Susan Kaloki, a neighbour, came to Ms Mwende’s aid on Sunday night after she was slashed multiple times with a panga and her hands hacked off.
She said this was one of many occasions when neighbours had to intervene and resolve fights.
“They were always fighting. The chief and local leaders were aware and had even tried to counsel the two,” said Ms Kaloki.
When the Nation visited the house where Ms Mwende was attacked, an eerie silence enveloped the three-bedroom brick structure built atop a hill.
The metal door had been locked — by the police, according to family members. We peeped inside, only to behold what looked like a scene from a slaughterhouse.
There was dried blood on the earthen floor where Ms Mwende had been found bleeding. There was more blood on household items inside the house, which has beautiful views of the expansive Masii town below.
“We found one of her arms on the door while the other dangled by the skin,” said Ms Kaloki.
Ms Mwende’s mother said in the Kamba language: “I gave him my daughter, who was complete and well, and now she does not have hands. I hope the government does not release him. I am afraid that if he is let go, I will die of depression.”
Counsellors are divided on the best advice to give people in abusive relationships.
Ken Munyua, a counselling psychologist, said the parties in such a relationship should break up.
“When a relationship is abusive, you should leave and become a survivor of violence rather than stay a victim of violence,” he said.
Abuse starts with little things like verbal attacks, then psychological torture and, ultimately, violence.
“It may even become extreme; today one begins with your face, then your hand, and, ultimately, he will take your life,” he said.
It is difficult for such relationships to work, he argued, adding that in some cases the situation can be remedied with counselling.
“Counselling is the way to go. However, survivors of torture, because that is what abusive relationships are, need to undergo special therapy to heal,” he said.
Another counselling psychologist, Mary Wainaina, said advising a patient to leave is not always the best counsel because if the couple works things out, the counsellor will be to blame for attempting to break them up.
“The best thing to do is to talk to them and let them decide what to do,” she said.

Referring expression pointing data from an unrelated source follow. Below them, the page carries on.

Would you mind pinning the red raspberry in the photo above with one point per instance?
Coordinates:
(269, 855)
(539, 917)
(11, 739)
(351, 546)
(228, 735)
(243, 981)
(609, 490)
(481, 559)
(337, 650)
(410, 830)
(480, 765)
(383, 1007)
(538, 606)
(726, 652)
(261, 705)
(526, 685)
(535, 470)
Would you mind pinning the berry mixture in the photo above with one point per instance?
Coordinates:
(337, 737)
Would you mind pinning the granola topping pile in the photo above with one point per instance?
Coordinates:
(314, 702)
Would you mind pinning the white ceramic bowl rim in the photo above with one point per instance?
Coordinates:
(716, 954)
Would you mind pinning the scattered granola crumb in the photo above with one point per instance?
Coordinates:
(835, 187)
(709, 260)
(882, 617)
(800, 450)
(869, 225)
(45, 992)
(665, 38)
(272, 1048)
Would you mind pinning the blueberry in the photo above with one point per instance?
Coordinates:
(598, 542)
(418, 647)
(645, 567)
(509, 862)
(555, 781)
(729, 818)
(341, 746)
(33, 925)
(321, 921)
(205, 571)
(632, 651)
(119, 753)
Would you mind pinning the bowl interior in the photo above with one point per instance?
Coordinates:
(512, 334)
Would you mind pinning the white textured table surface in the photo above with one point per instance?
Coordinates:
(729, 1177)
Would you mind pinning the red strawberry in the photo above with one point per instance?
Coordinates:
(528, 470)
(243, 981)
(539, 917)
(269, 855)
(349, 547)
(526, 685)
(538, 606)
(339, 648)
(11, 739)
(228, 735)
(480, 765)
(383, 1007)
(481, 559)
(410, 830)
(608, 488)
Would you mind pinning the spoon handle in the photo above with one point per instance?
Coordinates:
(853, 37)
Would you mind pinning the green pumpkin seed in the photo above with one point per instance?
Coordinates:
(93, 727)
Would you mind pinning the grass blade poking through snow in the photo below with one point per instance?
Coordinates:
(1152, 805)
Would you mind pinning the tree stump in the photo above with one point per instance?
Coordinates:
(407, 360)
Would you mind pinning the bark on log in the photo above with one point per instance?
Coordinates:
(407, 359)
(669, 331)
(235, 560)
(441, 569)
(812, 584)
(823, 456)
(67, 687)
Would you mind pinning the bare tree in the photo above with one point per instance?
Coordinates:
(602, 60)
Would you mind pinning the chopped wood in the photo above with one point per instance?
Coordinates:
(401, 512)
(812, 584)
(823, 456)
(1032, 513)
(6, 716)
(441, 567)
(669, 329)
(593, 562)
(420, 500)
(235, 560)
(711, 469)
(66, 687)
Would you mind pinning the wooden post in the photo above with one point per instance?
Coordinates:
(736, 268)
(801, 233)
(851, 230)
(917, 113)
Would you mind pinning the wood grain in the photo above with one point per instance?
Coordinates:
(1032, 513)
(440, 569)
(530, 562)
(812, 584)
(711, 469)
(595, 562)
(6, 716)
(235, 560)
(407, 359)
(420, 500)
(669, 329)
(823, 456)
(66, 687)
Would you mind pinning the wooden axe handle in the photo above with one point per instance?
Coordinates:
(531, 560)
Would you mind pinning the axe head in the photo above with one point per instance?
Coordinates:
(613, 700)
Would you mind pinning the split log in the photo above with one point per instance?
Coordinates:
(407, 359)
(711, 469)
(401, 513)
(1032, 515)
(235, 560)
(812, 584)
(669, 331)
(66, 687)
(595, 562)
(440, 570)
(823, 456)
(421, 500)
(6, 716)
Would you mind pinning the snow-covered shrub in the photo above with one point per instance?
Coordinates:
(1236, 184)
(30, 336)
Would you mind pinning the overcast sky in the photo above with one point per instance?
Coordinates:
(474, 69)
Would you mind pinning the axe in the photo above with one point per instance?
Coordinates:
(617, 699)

“They know it’s dangerous, but they are suppressing the idea by staying. But once given a choice, when they sober up, they will know it’s wrong,” she said.
She added that many women stay in such unions because they have not been empowered and thus economically depend on their spouses.
“When you leave you can actually make things work, and start thinking soberly. Do not stay in a comfort zone that is uncomfortable,” she said.